A horse will go where your eyes are telling them to go and with me looking down at the barrel, Moon, being the uber broke horse he is, is like 'You want me to roll over more? Okay!' and he is cutting back on top of the barrel. The ducking and diving between the barrels is happening because Moon is cutting to close to the barrel. I have become literally fixated on the top of that barrel and I'm still looking at it as Moon is trying to leave. He has no idea of where to go.

Bad Mommy!!!

A more forgiving or solid horse may not react as much as Moon is to the problem, but this particular horse can go from 0 to 60 in a single stride and simply drop back to 0 in mid-stride. It's one of the things that makes him remarkable. But it does make him difficult, as it gives me little room for error.

Personally, I am more of a fan of the way Charmayne James and Ed & Martha Wright train themselves to look at specific points in front of the horse during the turn, rather than the sideways look, especially during slower than competition speed practice. But it does take more practice to get it right. Rather than try to re-explain it, here is an article written by Charmayne that shows her Axis Point pattern and her philosophy....The Eyes Have It.



Laughing Orca Ranch said...

Wow. Thanks for explaining this. I've been told this by so many instructors and other folks and somehow it just didn't totally sink in. But your explanation and photos make so much sense and was easier to understand. I may never barrel race, but what you said crosses all levels of riding.

I have this problem sometimes, too, where I stare at the back of my horse's neck instead of where I want her to go. And she will just stop. lol!

I think it stems from the times I spent preparing for the next big blow-up from my previous horse. I was always watching her ears for signs of pissiness, because I knew I was in for a buck, a crow hop, a spin or a bolt.

It's so nice now not to have to be always bracing for the worse while not having to set myself up to argue wiuth my horse all the time. But I do need to work on trusting my horse more and looking where I want her to go, so she understands.....and doesn't have to feel a hole being bored down into her neck from my eyes. lol!

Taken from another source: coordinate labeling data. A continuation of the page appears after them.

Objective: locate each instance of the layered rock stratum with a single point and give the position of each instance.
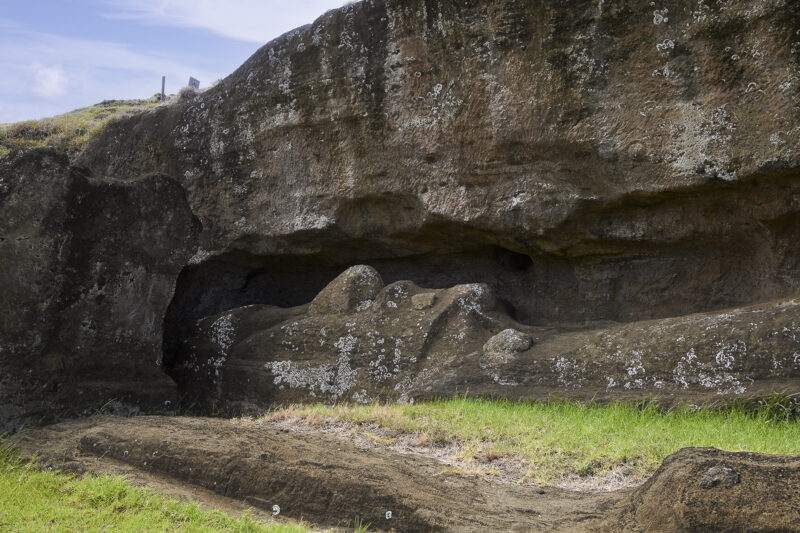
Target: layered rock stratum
(619, 178)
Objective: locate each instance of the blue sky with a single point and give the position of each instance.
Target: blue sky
(58, 55)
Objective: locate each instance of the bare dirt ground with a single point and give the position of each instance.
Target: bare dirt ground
(335, 481)
(508, 469)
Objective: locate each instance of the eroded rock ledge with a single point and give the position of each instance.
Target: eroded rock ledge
(361, 341)
(327, 480)
(587, 163)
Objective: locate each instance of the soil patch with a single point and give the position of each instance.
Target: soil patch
(330, 480)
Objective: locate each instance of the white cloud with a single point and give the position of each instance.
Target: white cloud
(257, 21)
(49, 83)
(44, 74)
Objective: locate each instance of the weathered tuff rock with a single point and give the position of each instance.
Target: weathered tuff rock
(589, 162)
(377, 345)
(331, 481)
(703, 489)
(88, 269)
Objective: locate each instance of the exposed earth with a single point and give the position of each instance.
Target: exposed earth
(333, 481)
(418, 198)
(587, 199)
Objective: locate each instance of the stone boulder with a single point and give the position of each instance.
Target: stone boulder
(383, 346)
(596, 166)
(703, 489)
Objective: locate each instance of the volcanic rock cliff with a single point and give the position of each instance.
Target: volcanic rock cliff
(592, 166)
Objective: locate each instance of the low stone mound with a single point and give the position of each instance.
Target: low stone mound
(330, 480)
(705, 489)
(361, 341)
(320, 478)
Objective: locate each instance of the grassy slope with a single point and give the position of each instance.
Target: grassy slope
(68, 132)
(569, 437)
(33, 500)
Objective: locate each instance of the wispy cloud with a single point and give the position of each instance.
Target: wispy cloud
(42, 74)
(255, 21)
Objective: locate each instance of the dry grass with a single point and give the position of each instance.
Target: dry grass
(71, 131)
(561, 441)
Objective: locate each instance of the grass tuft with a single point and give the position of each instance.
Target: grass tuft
(36, 500)
(572, 438)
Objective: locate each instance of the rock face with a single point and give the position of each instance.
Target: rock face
(330, 481)
(703, 489)
(588, 162)
(89, 267)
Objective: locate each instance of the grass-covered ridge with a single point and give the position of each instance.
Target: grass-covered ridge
(71, 131)
(35, 500)
(567, 437)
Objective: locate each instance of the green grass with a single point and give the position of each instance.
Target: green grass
(570, 437)
(69, 132)
(35, 500)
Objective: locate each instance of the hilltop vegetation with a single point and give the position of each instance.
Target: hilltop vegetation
(71, 131)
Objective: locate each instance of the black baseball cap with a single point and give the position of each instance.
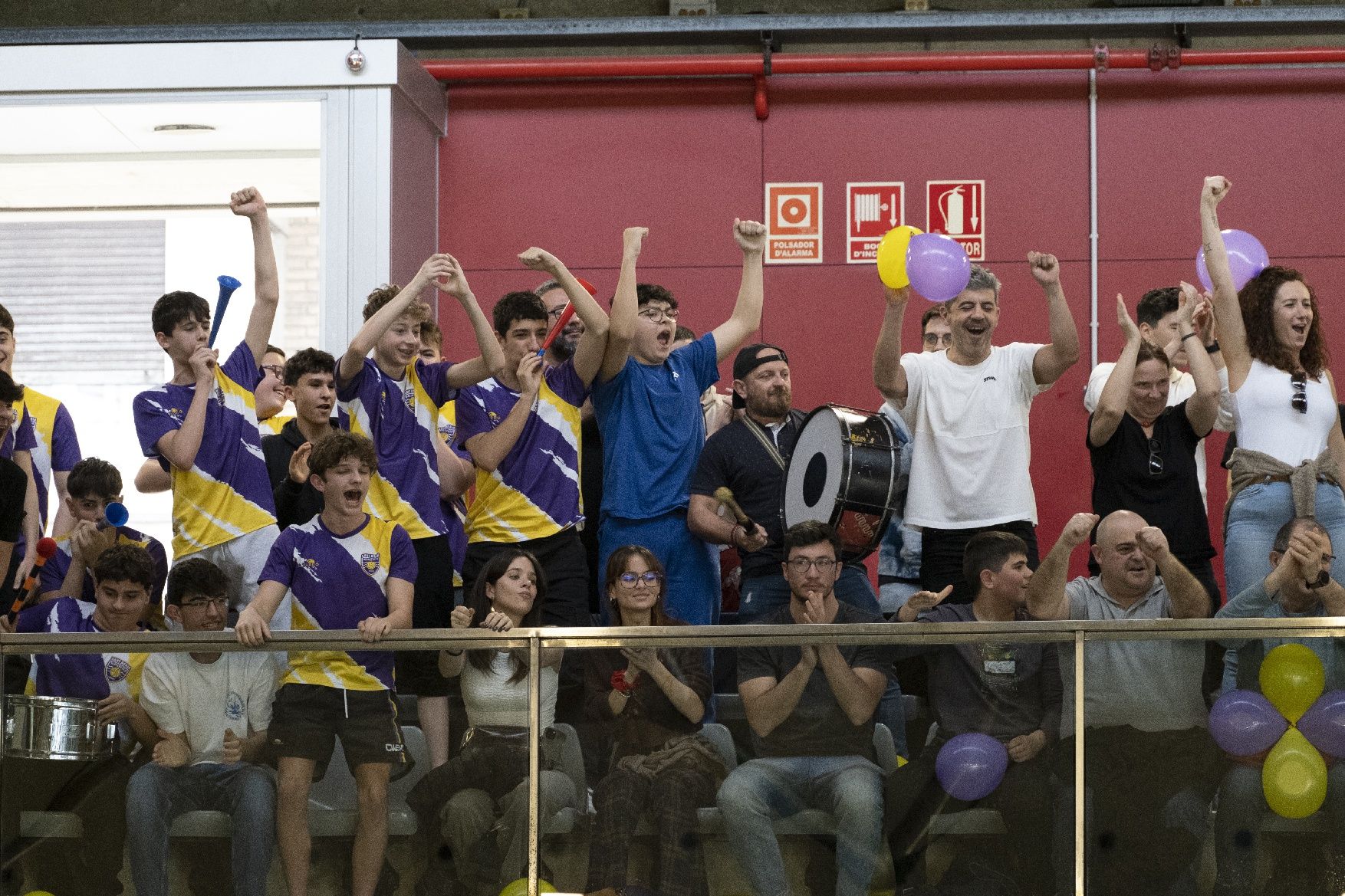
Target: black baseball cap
(748, 359)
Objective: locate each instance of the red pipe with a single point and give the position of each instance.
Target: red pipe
(549, 69)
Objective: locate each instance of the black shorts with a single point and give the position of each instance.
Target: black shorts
(306, 720)
(417, 670)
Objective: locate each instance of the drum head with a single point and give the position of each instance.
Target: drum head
(813, 479)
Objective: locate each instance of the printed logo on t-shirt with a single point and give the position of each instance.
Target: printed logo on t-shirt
(233, 705)
(117, 669)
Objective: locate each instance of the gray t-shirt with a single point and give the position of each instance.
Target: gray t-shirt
(817, 727)
(1150, 685)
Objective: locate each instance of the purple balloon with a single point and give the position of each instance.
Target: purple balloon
(1324, 724)
(1246, 258)
(1243, 723)
(938, 267)
(972, 766)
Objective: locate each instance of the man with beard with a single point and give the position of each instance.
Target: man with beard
(968, 412)
(1149, 760)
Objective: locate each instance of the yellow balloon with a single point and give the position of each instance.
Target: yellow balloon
(1294, 776)
(892, 256)
(1291, 678)
(519, 887)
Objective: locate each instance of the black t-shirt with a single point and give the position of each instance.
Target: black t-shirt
(14, 486)
(1154, 478)
(735, 458)
(817, 727)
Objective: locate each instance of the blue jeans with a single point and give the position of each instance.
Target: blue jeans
(1257, 514)
(763, 595)
(761, 790)
(156, 796)
(1241, 805)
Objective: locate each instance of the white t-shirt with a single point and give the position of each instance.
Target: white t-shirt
(1181, 388)
(202, 700)
(968, 466)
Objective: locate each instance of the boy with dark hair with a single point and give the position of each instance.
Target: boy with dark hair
(42, 440)
(212, 712)
(202, 424)
(1009, 692)
(522, 429)
(92, 486)
(92, 789)
(310, 379)
(647, 400)
(342, 569)
(394, 399)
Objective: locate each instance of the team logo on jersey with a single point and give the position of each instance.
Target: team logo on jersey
(117, 669)
(233, 705)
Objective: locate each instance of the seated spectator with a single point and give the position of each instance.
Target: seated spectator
(1149, 760)
(1300, 586)
(654, 701)
(811, 714)
(1143, 450)
(1011, 692)
(212, 712)
(94, 790)
(478, 799)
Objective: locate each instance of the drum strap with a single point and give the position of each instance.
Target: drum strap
(767, 441)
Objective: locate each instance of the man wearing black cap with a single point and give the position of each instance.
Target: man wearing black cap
(748, 456)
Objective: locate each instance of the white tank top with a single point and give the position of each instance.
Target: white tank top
(492, 700)
(1268, 422)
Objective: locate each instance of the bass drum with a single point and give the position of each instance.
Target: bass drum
(844, 471)
(55, 728)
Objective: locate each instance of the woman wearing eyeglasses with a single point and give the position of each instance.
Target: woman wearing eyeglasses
(479, 798)
(653, 700)
(1290, 451)
(1143, 452)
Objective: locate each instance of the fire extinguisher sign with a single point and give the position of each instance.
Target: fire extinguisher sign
(958, 208)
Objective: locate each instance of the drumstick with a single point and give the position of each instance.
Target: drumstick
(725, 497)
(46, 548)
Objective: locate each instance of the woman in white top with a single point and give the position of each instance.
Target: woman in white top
(1290, 450)
(479, 798)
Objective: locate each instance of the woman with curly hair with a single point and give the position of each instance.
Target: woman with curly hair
(654, 700)
(1290, 450)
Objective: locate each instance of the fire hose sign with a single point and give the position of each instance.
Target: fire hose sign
(873, 208)
(956, 208)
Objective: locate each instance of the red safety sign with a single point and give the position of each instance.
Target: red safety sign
(873, 208)
(794, 224)
(958, 208)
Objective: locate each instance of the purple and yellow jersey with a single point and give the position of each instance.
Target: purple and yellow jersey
(337, 582)
(401, 418)
(226, 493)
(85, 676)
(534, 491)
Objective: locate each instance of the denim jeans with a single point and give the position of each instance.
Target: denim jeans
(763, 595)
(1241, 805)
(156, 796)
(761, 790)
(1257, 514)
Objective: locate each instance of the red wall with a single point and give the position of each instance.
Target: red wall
(568, 166)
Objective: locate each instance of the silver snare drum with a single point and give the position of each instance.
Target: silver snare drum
(55, 728)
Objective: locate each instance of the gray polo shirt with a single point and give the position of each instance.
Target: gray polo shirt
(1150, 685)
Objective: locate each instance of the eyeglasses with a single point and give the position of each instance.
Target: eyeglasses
(1156, 459)
(801, 564)
(631, 580)
(219, 603)
(659, 315)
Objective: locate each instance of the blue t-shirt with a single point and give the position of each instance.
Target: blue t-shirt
(653, 431)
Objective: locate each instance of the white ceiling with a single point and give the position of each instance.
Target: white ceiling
(109, 155)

Thanks for this post. I really appreciate it.


Rising Rainbow said...

That's what they teach you in dressage. Look where you want your horse to go. Funny how it all comes down to a few basic principles no matter what you're doing with your horse.

cdncowgirl said...

I am guilt of looking at my barrel as well!! Although I try not to it sometimes creeps in, I have to be really conscious of it when I run. Funny thing though, when I try to look "at the points" a couple of my friends look at the pics and tell me I'm looking at my barrel. I guess for people who are used to the old school "look at your next barrel" method the points method appears wrong in photos.

Leah Fry said...

I have had the same experience as Lisa. I'm definitely going to try this next time. Thanks!

BrownEyed Cowgirls said...

RR-That is so true. The basics are the basics, no matter what discipline.

Cdn-I think a lot of us do it. If a person is even looking down their horse's neck, it can look like you are looking at the barrel in pictures. I've gotten really bad though as my head is rotating to keep looking at the top of the barrel even as we are leaving it-LOL. I am going to have to practice looking at the next barrel, just to get over staring at the top of the barrel I am on.

Lisa and Leah-I'm glad it may help. It's something a lot of people do. I am guilty of staring down at the shoulders when I am riding greenies.

fernvalley01 said...

Good advice I agree the basics are , " look where you want to go" Interesting how we percieve the disciplines to be so different , yet they often start in the same place

City girl turned Country Girl said...

Great explanation of "the looks"! With DD's old horse he had an extreme sensitivity, she needed to be looking at the next barrel or he would turn way to wide! Still working to see how the new horse will play out! Good luck getting it right for you and Moon!